2. Discipline from the Oppressors
According to Lois Tyson, “patriarchal subjugation of women is analogous to colonial subjugation of indigenous populations” (Tyson, 423). While patriarchy treats women as different and Other to male expectations, colonialism treats the colonized as different and Other to colonialist ideologies. Being disciplined is a common fate for women and the colonized in Foe.
Susan, a woman trying to access the power of authorship a is a marginal figure cast in the role of the silenced other for lack of self-representation. She is silenced by the canon of male authorship. In the novel, Susan Barton determines to write the island story on her own for she wants to be “a free woman who asserts her freedom by telling her story according to her own desire” (Coetzee, 131). But she is aware that she needs the artifice a writer like Foe can provide to make her story sellable. In a sense, Barton is articulating imposed differences between masculine and feminine language.

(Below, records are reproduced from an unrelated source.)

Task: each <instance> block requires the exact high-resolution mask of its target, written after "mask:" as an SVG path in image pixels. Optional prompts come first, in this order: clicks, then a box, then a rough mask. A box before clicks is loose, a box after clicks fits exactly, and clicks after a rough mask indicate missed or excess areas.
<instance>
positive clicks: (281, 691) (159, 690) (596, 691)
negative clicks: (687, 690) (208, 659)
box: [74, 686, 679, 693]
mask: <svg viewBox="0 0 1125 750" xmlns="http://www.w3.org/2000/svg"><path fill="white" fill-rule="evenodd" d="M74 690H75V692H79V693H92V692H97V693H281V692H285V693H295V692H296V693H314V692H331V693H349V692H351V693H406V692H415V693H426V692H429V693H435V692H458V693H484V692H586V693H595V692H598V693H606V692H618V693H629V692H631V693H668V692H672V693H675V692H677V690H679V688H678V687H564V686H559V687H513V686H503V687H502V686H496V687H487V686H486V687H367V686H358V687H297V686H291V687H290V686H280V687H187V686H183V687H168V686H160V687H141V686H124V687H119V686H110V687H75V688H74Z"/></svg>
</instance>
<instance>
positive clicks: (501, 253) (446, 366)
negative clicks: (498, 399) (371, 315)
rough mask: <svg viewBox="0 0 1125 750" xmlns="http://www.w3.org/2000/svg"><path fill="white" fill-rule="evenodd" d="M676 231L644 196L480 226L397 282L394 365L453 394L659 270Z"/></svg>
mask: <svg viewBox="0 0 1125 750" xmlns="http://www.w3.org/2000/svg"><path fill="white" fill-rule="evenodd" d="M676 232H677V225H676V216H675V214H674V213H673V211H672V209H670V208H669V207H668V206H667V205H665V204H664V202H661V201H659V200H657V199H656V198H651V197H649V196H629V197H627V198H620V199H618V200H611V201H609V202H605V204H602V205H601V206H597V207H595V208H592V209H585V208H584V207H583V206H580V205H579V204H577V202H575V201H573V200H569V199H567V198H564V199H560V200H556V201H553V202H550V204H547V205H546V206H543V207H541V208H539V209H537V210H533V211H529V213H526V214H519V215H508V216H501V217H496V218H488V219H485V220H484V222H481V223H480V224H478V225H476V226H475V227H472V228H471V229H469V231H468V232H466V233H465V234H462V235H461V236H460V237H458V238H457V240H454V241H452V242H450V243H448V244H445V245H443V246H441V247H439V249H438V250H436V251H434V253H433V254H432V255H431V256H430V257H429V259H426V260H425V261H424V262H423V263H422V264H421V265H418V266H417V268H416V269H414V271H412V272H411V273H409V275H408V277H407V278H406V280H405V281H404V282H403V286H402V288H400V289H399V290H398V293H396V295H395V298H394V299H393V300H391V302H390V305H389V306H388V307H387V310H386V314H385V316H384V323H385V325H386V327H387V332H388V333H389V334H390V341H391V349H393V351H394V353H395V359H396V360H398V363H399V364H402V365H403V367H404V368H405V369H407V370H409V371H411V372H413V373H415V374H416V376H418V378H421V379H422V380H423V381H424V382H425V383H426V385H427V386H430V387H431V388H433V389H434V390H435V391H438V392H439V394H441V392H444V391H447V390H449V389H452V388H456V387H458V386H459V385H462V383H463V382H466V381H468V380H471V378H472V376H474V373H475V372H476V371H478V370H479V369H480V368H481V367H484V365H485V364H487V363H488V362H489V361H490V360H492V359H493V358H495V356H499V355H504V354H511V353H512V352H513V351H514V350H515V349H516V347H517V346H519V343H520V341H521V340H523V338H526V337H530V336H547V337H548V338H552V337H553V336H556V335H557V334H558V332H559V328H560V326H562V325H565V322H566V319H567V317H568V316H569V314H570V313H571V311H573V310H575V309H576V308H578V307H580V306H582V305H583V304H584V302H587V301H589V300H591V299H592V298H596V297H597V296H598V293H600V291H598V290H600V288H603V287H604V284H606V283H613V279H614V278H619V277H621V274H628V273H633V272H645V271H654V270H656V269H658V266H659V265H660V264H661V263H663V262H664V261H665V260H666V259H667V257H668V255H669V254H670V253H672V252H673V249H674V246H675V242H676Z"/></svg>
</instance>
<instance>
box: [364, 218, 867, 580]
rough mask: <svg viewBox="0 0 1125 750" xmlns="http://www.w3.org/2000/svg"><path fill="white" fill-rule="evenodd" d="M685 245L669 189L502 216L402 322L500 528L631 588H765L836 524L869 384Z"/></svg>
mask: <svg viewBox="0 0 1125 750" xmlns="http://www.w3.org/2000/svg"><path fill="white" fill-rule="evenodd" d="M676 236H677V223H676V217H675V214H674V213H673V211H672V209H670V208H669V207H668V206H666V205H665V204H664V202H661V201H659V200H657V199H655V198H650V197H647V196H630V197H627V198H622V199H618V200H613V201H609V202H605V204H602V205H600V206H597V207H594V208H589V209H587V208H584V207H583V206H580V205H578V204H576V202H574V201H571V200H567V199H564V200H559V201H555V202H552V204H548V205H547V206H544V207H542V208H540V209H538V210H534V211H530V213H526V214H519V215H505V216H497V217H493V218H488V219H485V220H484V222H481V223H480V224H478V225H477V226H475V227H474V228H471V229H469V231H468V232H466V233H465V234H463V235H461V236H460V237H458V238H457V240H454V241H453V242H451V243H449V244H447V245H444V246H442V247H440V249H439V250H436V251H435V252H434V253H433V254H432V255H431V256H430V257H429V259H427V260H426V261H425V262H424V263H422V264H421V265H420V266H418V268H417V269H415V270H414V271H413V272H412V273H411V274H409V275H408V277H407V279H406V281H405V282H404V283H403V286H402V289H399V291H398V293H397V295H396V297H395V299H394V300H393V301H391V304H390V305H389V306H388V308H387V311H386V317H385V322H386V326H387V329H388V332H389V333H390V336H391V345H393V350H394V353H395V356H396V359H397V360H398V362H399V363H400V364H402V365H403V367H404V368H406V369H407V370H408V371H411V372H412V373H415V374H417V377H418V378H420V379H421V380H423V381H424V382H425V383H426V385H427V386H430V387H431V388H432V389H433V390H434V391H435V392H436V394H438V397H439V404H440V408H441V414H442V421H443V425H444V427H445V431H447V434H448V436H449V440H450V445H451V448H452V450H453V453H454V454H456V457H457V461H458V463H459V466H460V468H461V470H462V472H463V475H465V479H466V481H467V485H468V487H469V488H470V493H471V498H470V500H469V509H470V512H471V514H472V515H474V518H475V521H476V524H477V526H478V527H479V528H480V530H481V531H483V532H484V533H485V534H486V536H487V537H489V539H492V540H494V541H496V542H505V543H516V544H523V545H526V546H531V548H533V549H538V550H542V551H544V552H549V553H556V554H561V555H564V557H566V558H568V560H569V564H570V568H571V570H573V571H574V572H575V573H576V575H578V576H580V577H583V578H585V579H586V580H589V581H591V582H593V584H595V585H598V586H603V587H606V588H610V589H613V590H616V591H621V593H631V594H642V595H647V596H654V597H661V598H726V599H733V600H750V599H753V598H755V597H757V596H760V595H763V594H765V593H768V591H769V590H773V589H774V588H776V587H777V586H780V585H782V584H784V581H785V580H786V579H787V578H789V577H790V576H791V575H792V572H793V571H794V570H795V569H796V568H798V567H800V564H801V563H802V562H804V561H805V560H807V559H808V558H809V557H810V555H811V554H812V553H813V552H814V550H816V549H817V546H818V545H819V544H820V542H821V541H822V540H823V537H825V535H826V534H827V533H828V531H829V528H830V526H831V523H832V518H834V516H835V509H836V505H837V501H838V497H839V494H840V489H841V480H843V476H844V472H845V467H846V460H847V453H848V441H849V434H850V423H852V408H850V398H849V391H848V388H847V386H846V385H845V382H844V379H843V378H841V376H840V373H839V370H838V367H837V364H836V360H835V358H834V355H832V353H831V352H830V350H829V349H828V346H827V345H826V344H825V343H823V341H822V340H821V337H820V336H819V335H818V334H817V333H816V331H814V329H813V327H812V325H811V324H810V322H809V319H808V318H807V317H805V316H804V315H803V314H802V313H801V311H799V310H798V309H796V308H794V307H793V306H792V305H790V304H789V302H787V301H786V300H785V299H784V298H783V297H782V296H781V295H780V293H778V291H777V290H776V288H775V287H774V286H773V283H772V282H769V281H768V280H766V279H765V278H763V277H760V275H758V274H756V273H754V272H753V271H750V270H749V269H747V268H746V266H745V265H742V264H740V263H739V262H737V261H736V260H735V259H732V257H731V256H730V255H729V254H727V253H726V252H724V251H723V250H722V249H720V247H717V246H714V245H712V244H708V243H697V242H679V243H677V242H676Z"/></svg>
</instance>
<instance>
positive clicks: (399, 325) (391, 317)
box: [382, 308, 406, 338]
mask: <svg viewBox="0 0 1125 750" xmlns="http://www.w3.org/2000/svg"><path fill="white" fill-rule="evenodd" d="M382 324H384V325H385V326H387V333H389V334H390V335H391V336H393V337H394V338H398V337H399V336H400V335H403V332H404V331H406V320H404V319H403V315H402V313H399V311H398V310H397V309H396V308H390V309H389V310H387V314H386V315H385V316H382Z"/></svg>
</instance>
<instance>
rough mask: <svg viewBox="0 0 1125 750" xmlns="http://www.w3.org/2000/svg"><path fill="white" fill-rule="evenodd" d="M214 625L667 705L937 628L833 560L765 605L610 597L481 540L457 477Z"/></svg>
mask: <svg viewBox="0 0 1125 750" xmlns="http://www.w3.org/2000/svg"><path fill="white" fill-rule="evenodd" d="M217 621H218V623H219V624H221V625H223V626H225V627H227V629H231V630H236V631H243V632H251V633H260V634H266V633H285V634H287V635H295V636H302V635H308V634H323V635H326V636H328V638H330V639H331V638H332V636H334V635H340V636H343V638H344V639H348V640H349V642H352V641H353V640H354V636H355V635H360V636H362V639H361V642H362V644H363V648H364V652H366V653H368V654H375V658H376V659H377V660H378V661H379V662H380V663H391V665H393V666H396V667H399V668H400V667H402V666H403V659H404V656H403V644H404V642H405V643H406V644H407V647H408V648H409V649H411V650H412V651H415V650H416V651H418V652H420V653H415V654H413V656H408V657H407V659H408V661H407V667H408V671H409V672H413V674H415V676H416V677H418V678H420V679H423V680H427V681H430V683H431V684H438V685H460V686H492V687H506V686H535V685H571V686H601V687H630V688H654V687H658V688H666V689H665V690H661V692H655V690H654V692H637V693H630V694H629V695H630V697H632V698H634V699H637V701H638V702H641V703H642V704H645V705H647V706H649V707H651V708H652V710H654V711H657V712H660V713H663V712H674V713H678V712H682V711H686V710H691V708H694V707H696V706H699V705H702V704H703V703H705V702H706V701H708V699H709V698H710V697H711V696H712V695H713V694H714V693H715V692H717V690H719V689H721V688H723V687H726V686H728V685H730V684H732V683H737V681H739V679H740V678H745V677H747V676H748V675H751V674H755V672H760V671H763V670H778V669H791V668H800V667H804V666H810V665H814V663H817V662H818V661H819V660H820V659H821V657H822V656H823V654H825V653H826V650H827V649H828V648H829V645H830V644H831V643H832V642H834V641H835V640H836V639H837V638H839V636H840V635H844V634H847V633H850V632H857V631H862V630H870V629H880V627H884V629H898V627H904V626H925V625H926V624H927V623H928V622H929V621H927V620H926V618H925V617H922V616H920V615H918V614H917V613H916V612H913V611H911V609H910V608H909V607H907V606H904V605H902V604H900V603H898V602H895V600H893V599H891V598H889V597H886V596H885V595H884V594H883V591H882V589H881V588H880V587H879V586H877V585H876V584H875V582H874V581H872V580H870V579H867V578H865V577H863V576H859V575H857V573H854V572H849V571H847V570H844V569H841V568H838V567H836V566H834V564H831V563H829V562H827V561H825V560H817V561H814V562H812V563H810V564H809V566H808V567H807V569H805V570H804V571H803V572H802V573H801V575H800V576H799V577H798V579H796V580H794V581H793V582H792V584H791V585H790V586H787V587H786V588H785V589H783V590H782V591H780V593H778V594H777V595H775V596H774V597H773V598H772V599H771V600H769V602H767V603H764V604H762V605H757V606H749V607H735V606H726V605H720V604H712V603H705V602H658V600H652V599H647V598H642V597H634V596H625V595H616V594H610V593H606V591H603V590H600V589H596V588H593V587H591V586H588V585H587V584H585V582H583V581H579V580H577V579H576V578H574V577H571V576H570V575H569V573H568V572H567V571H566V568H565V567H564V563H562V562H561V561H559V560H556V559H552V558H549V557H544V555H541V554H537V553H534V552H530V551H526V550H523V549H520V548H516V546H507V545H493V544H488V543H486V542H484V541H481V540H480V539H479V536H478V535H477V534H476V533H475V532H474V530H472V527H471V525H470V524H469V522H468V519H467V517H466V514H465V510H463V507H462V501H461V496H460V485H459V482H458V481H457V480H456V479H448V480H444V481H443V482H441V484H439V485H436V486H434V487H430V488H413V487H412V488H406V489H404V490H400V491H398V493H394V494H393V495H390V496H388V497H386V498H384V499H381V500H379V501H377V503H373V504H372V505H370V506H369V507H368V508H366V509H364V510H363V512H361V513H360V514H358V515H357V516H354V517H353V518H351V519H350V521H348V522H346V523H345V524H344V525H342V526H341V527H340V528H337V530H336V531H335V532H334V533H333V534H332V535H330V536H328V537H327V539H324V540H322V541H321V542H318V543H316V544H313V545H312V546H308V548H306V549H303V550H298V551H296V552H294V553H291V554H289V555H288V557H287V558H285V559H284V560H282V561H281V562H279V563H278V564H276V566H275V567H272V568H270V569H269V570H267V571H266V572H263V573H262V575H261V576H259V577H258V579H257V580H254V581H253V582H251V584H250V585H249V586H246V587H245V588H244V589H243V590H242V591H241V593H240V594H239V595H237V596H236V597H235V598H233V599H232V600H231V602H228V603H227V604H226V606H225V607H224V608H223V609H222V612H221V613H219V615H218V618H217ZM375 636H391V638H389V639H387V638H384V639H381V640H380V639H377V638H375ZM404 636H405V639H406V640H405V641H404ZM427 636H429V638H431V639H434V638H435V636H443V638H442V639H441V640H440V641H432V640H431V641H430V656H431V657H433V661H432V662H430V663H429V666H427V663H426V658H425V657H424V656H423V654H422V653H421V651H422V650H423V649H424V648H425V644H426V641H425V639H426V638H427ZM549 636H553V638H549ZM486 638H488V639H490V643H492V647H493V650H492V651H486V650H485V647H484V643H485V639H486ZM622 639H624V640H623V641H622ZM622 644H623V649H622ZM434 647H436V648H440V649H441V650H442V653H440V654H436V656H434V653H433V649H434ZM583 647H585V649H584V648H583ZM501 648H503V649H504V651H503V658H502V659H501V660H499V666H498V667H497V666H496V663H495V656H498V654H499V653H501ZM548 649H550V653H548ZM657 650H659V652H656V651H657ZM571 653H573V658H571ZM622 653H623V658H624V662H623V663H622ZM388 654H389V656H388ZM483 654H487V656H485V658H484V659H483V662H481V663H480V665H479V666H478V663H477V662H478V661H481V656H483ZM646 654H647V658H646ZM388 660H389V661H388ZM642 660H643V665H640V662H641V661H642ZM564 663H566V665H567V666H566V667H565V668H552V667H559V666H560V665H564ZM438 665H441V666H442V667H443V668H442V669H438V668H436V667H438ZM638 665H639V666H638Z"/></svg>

Asserting superiority over Friday can be interpreted as an attempt on Susan’s part in the creation of a stereotype. Friday is stereotyped as uncivilized/subaltern. Susan Barton, in an attempt to liberate Friday from her authorial control, actually imprisons him. In London, she has a room on the second floor, while Friday has a bed in the cellar. When Susan and Friday visit Foe and eat with him, Susan must remind Foe to order food for Friday, and the black man has his meal after the whites have eaten, indicating that he is not considered as their equal. 3. Resistance from the oppressed
“we cannot have power without resistance: it comes up against power, struggles with it, and attempts to use its forces or to evade its traps” (Foucault, 162). Resistance is the adaptive response of power, and more importantly resistance is never merely negative but positive in the self-formation or the formation of subjectivity.
Despite her disadvantaged position against Foe in the struggle to take over the narrative, Susan does not completely leave her story to the hands of Mr. Foe. By insisting on her freedom to tell her story according to her own desires, Susan claims “Who was to say there do not exist entire tribes in Africa among whom the men are mute and speech is reserved to women?” (Coetzee, 69). The quotation provides the strongest evidence of Susan’s assertion of her individuality.
Through silence, Friday resists being classified and disciplined by white majority no matter in body or in mind. On the island Susan dashed the flute from Friday’s hands when the monotonous repetition of his six-note tune annoyed her. But in Britain, Friday has some intuitive understanding of the authority of writing and of the role of the author. When Friday dances in Foe’s robes, Susan calls out his name and is ignored; when she puts out her hand he brushes it aside. Friday by silence succeed not falling into the danger of black skin and white masks and in a way decompose white discursive power.
4. Conclusion
Through analyzing the relation between colonizer and colonized, the oppressor and the oppressed in terms of Foucault’s disciplinary power theory, Coetzee in Foe not only revisits and challenges colonial discipline but also turns his attention into the issue of patriarchal authority. Susan and Friday as the oppressed successfully shift the agent of the disciplinary power and speak for themselves.
References:
[1]Attwell, David. J. M.. Coetzee: South Africa and the Politics of Writing[M]. California: University of California Press,1993.
[2]Doubling the Point[M]. Harvard: Harvard University Press,1992.